Pfarrer Evangelisch-Lutherische St. Mariengemeinde

Foto: Martin Lengemann/laif

Kirchenasyl wird in vielen Kirchen gewährt.

Kirchenasyl: Strafverfahren gegen Hunsrück-Pfarrer
Im Streit um neun Fälle von Kirchenasyl im Rhein-Hunsrück-Kreis hat die Staatsanwaltschaft in Bad Kreuznach Strafverfahren gegen mehrere Pfarrer eingeleitet.
Deutschland spricht 2019

Der Pfarrer von Rheinböllen, Wolfgang Jöst, sowie seine Kollegen aus Büchenbeuren und Kirchberg bestätigten dem Evangelischen Pressedienst (epd) am Dienstag, dass ihnen in Schreiben der Ermittlungsbehörde Beihilfe zum illegalen Aufenthalt vorgeworfen werde.

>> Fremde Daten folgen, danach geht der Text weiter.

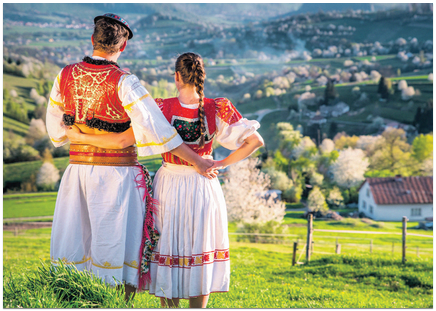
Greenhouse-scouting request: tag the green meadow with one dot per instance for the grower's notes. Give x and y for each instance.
(262, 276)
(18, 172)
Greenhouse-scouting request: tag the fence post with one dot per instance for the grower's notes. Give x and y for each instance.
(404, 237)
(294, 253)
(309, 236)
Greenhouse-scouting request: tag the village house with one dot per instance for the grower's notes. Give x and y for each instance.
(391, 198)
(334, 111)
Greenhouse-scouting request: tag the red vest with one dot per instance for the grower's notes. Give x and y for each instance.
(187, 124)
(90, 94)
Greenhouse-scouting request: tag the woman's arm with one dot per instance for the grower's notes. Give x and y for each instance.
(251, 143)
(127, 138)
(110, 140)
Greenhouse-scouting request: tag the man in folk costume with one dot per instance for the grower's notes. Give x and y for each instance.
(101, 222)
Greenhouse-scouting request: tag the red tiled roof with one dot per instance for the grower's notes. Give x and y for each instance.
(403, 190)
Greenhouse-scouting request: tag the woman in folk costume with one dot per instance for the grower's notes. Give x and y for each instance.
(191, 258)
(99, 215)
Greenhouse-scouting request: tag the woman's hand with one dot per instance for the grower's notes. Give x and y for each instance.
(218, 165)
(74, 134)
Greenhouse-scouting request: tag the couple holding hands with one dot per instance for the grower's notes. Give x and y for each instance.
(169, 237)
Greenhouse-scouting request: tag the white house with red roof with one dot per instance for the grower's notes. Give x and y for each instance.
(391, 198)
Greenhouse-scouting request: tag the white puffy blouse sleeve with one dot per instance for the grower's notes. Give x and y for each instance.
(153, 133)
(232, 128)
(56, 128)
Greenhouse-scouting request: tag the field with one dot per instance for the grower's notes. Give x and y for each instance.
(17, 172)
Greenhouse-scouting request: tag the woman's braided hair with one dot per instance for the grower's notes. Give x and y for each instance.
(191, 68)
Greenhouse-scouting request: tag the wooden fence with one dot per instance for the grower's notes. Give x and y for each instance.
(311, 242)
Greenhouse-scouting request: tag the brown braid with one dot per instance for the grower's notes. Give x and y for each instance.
(191, 68)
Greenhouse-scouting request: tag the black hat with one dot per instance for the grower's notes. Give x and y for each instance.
(116, 18)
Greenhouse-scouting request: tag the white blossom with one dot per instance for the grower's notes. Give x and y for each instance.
(349, 168)
(327, 145)
(244, 192)
(407, 93)
(402, 85)
(335, 197)
(322, 80)
(375, 76)
(305, 144)
(316, 201)
(400, 41)
(366, 141)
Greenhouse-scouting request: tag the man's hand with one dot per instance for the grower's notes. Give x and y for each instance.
(74, 134)
(205, 168)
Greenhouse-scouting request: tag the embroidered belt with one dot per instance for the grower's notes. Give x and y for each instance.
(91, 155)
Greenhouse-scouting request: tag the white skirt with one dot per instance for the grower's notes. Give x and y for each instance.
(191, 257)
(98, 221)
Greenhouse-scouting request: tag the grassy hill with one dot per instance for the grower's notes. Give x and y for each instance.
(262, 276)
(15, 173)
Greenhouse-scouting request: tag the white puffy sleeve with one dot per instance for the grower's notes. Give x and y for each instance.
(55, 110)
(232, 128)
(153, 133)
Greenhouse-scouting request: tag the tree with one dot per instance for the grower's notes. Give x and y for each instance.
(333, 129)
(424, 118)
(244, 192)
(47, 177)
(330, 92)
(279, 179)
(346, 142)
(15, 149)
(393, 153)
(288, 138)
(383, 88)
(316, 201)
(327, 145)
(349, 169)
(37, 130)
(335, 199)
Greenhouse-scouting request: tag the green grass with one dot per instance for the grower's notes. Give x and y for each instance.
(22, 86)
(15, 126)
(261, 276)
(29, 206)
(17, 172)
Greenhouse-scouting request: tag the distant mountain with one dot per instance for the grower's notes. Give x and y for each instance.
(340, 7)
(217, 13)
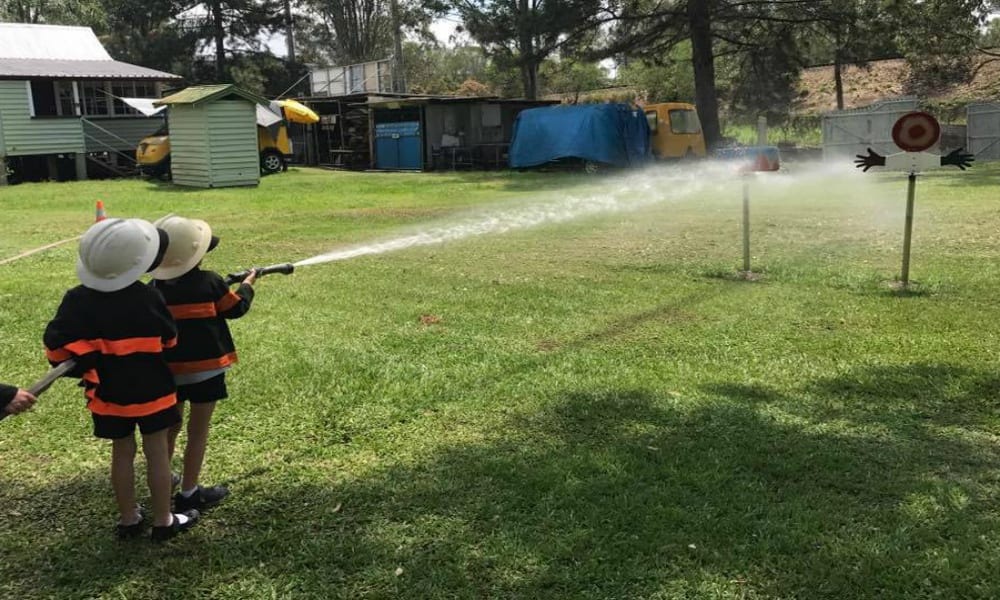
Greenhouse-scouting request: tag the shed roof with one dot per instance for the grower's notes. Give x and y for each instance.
(384, 102)
(203, 94)
(61, 52)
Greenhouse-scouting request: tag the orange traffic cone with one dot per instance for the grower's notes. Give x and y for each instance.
(762, 163)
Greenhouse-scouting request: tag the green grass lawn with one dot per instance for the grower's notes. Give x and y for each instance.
(597, 408)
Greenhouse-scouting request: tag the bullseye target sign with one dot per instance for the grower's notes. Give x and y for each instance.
(916, 131)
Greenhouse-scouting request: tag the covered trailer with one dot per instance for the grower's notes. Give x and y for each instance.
(596, 134)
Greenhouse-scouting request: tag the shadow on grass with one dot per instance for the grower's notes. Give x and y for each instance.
(620, 493)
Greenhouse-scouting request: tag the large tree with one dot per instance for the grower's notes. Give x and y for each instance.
(232, 26)
(939, 38)
(524, 33)
(650, 28)
(146, 32)
(57, 12)
(850, 32)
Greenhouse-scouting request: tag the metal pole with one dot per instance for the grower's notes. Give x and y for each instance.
(290, 32)
(908, 229)
(746, 224)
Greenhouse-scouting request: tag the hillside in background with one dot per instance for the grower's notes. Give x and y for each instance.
(886, 79)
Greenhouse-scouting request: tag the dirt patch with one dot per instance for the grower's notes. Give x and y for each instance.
(388, 212)
(883, 79)
(428, 320)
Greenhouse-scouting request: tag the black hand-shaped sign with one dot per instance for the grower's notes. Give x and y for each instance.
(958, 158)
(873, 159)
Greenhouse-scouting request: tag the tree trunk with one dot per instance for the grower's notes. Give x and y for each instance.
(838, 80)
(703, 62)
(289, 31)
(398, 74)
(219, 33)
(526, 46)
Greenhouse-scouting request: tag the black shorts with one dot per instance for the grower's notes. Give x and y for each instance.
(114, 428)
(203, 392)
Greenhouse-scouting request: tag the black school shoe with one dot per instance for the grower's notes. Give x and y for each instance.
(162, 534)
(134, 530)
(202, 498)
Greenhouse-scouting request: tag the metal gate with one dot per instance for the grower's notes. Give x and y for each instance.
(983, 130)
(850, 132)
(397, 146)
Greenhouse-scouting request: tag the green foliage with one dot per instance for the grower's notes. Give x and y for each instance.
(524, 34)
(670, 79)
(938, 38)
(435, 69)
(55, 12)
(766, 82)
(471, 87)
(568, 76)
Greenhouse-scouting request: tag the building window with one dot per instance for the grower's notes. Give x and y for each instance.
(357, 74)
(101, 98)
(52, 99)
(65, 102)
(94, 99)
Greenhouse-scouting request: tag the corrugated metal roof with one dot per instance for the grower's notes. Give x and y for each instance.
(200, 94)
(25, 68)
(57, 51)
(20, 40)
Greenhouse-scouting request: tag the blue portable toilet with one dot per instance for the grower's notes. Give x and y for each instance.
(397, 146)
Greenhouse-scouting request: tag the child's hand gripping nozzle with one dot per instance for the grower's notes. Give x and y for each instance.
(284, 269)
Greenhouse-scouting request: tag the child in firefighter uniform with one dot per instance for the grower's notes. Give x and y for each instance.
(116, 330)
(200, 302)
(14, 400)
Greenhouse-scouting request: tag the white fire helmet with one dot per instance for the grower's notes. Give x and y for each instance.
(114, 253)
(190, 239)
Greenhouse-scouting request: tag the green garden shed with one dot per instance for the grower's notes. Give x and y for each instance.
(213, 136)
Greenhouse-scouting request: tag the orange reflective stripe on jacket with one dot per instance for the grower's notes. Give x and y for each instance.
(197, 310)
(197, 366)
(57, 355)
(113, 347)
(228, 301)
(100, 407)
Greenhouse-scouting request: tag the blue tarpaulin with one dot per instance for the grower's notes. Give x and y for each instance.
(613, 134)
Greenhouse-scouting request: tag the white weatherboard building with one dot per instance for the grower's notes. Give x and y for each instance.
(62, 102)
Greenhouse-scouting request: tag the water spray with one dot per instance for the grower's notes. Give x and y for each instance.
(913, 133)
(753, 159)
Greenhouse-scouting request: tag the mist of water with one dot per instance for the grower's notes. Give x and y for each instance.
(612, 195)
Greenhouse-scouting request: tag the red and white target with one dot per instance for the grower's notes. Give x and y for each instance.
(916, 131)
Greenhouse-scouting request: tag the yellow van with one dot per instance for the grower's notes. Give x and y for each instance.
(153, 152)
(675, 131)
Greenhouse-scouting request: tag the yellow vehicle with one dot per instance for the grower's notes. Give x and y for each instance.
(153, 152)
(675, 131)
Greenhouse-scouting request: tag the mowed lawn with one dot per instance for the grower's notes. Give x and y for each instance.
(595, 408)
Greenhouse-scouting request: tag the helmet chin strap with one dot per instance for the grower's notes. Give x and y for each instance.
(164, 242)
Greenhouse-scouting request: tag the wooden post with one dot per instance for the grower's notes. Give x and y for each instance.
(81, 166)
(908, 229)
(746, 224)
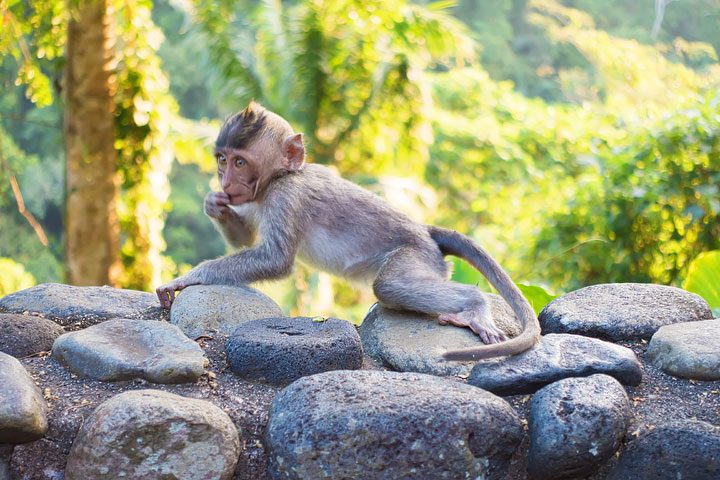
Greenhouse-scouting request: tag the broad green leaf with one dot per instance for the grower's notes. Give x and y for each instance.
(704, 278)
(537, 296)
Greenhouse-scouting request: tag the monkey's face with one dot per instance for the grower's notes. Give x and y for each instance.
(239, 173)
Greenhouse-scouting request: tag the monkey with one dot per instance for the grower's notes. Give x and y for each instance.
(275, 207)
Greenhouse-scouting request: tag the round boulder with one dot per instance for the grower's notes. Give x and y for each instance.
(686, 449)
(22, 335)
(622, 311)
(81, 306)
(149, 434)
(576, 425)
(205, 309)
(122, 349)
(372, 424)
(23, 412)
(688, 350)
(281, 350)
(412, 342)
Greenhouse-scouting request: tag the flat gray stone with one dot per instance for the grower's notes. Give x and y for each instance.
(622, 311)
(688, 350)
(411, 342)
(281, 350)
(69, 305)
(684, 449)
(576, 425)
(149, 435)
(5, 456)
(122, 349)
(205, 309)
(22, 335)
(367, 424)
(555, 357)
(23, 411)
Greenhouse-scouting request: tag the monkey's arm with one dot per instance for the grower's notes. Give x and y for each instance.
(234, 229)
(272, 258)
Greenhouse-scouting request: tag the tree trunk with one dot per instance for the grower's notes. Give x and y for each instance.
(92, 183)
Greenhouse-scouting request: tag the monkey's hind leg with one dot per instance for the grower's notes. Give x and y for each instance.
(414, 280)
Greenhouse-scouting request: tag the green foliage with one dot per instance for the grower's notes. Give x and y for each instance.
(537, 296)
(13, 277)
(703, 278)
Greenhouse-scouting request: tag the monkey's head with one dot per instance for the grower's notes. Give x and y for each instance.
(253, 147)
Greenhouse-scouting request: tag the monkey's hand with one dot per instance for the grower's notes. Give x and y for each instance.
(216, 205)
(166, 293)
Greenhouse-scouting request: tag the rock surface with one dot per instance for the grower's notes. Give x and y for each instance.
(576, 425)
(122, 349)
(150, 434)
(622, 311)
(22, 335)
(69, 305)
(688, 350)
(369, 424)
(685, 449)
(410, 342)
(204, 309)
(555, 357)
(281, 350)
(23, 412)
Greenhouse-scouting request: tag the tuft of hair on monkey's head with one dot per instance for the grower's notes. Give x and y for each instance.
(250, 124)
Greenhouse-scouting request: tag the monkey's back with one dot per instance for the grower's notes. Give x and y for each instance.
(343, 228)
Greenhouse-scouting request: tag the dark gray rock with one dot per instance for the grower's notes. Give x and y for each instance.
(205, 309)
(149, 435)
(622, 311)
(411, 342)
(685, 449)
(281, 350)
(23, 412)
(5, 456)
(69, 305)
(688, 350)
(22, 335)
(576, 425)
(555, 357)
(121, 349)
(387, 425)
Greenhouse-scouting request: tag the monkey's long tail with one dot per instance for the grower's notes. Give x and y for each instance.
(451, 242)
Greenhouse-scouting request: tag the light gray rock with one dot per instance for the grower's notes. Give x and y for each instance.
(688, 350)
(149, 435)
(121, 349)
(385, 425)
(22, 335)
(684, 449)
(281, 350)
(555, 357)
(69, 305)
(576, 425)
(205, 309)
(23, 412)
(411, 342)
(622, 311)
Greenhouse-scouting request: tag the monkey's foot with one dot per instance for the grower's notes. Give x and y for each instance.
(479, 322)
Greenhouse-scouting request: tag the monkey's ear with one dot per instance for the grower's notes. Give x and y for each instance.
(294, 152)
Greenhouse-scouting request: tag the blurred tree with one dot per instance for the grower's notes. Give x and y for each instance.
(92, 189)
(127, 182)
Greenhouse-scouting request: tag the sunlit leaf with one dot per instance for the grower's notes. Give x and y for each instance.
(704, 278)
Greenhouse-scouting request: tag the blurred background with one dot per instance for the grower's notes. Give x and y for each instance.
(577, 140)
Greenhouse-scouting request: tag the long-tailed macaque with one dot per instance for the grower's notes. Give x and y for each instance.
(274, 207)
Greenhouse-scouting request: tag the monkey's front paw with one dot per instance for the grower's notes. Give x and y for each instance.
(166, 293)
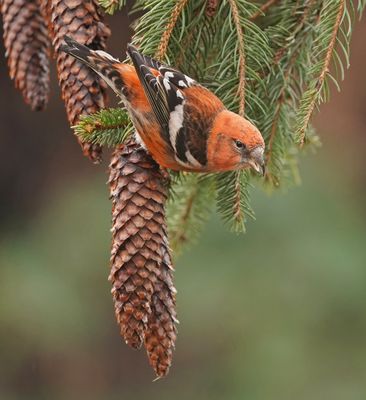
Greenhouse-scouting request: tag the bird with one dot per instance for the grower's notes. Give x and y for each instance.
(181, 124)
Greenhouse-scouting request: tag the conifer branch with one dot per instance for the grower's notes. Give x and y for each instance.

Möglicherweise gibt es weitere Beschuldigte, die Staatsanwaltschaft wollte dazu am Dienstag keine Angaben machen und verwies auf eine für Mittwoch geplante Presseerklärung. Anlass für die Ermittlungen gegen die Pfarrer waren Strafanzeigen des Landrats von Simmern, Marlon Bröhr (CDU).

Mediationsverfahren abgelehnt

Die Kreisverwaltung hatte auch insgesamt neun Flüchtlinge wegen illegalen Aufenthalts angezeigt. Im Juni war der Versuch der Kreisverwaltung gescheitert, ein Kirchenasyl polizeilich räumen zu lassen und einen Sudanesen nach Italien abzuschieben, wo er zuerst registriert worden war. Das Mainzer Integrationsministerium hatte dem Landkreis eine Weisung erteilt, auf Zwangsmaßnahmen gegen das Kirchenasyl zu verzichten. Stattdessen wurde dem Kreis nahegelegt, ein Mediationsverfahren mit den Kirchen zu beginnen, um den Konflikt zu entschärfen. Darauf wollte sich der Kreis nicht einlassen.

"Ziel von externer Mediation bei Gesprächen ist es, das Gesprächsklima und die Atmosphäre so zu verbessern, dass dadurch ein wie auch immer gearteter Kompromiss erst möglich gemacht werden kann", teilte Bröhr dem epd mit. "Gerade hieran mangelte es in unserem von gegenseitigem Respekt geprägten Gespräch mit kirchlichen Vertretern aber ganz offensichtlich nicht." Eine externe Mediation sei nicht erfolgsversprechend gewesen, "da die Sach- und Rechtslage eindeutig ist und es keinen Handlungsspielraum für die Behörde gibt."

CDU und AfD kritisieren die Rolle der Integrationsministerin Anne Spiegel (Grüne) in dem Konflikt. Am Dienstagnachmittag befasst sich der Integrationsausschuss des rheinland-pfälzischen Landtags mit dem Thema. In Rheinland-Pfalz gab es seit 2017 eine ganze Reihe von Konflikten um Menschen im Kirchenasyl. Für Aufsehen sorgte ein Fall in Ludwigshafen, bei dem die Polizei eine koptische Familie in Kirchenräumen festgenommen hatte. Im vergangenen Frühjahr wurde ein Strafverfahren gegen einen evangelischen Pfarrer aus der Pfalz eingeleitet und erst gegen Zahlung einer Geldauflage in Höhe von 1.200 Euro wieder eingestellt.